Step 6 : Enterprise Security Architecture
When thinking about security architecture, there are many avenues to go down in terms of a adoption of a defense in depth approach. Given that 40% of breaches are related to insecure development code (Verizon DBIR 2019) being hosted on cloud based servers, I think it’s a good place to start this topic.
SANS Analyst David Shackleford tells us in his article entitled The DevSecOps Approach to Securing Your Code and Your Cloud that only 17% of infosec organizations can keep up with continuous or agile development. He promotes seven imperatives for security teams, the top 4 of which I’ve included here. 1) Embedding security controls and automation in code developed in the cloud 2) Inventory and analysis of reusable code to avoid re-introducing flaws 3) continuous monitoring of code and results in production & 4) creation of “triggered” responses that can roll controls back to a known good state if there’s a problem. Following some other of Dave’s good advice on architecture in his Youtube presentation “A Cloud Security Architecture”, he advises us to think about cloud security controls and tools which should not be designed with one CSP in mind. The reality is that many organizations will be not just be an AWS or Azure or GCP shop, they will likely follow a hybrid model through accident or design. So when designing IAM security policies for example, consider their application across multiple CSP platforms so as not to get locked in to one provider. An alternate approach is to leverage security broker services or CASB’s which are offer for managed security policies across multiple platforms.

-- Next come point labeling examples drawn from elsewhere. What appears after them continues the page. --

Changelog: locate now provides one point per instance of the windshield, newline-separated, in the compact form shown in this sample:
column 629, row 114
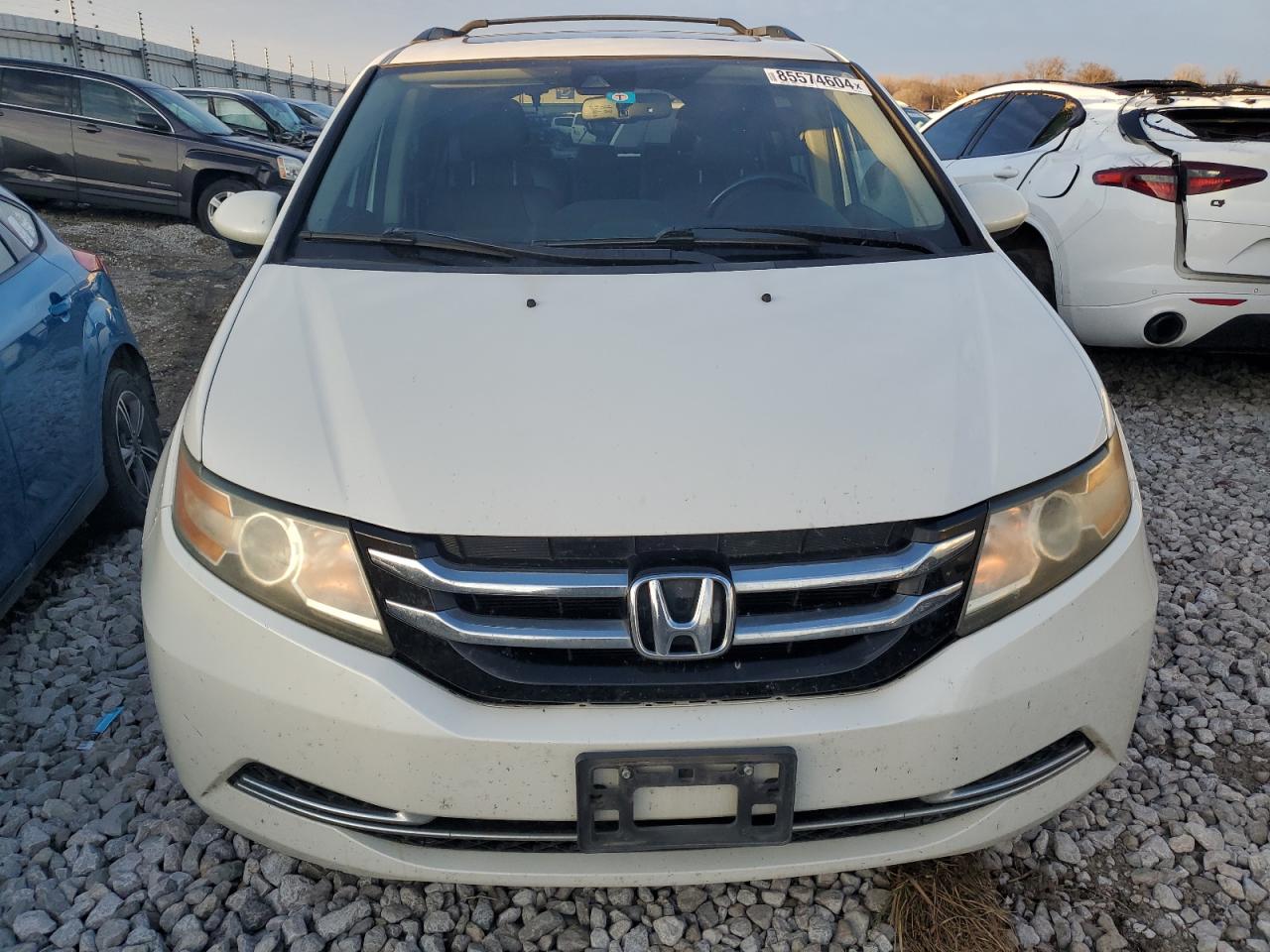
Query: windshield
column 194, row 117
column 662, row 150
column 280, row 113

Of course with any good security architecture we have to think about designing for availability or designing for failure as it’s often referred to in the cloud. At the application level a few pointers would be for developers to make no assumption about the reliability of the underlying infrastructure thus adaptability should be paramount. It also holds true that each application component must be designed across multiple cloud components and automation tools must be in place to allow applications to respond to infrastructure failures. Specific types of failure recovery objectives might be, recovering from a bad server image deployed across the EC2 environment or recently deployed security group definitions which are too permissive and need to be rolled back. You will also need to consider potential elasticity failure issues such as bad load balancing parameters which fail to scale up applications when needed.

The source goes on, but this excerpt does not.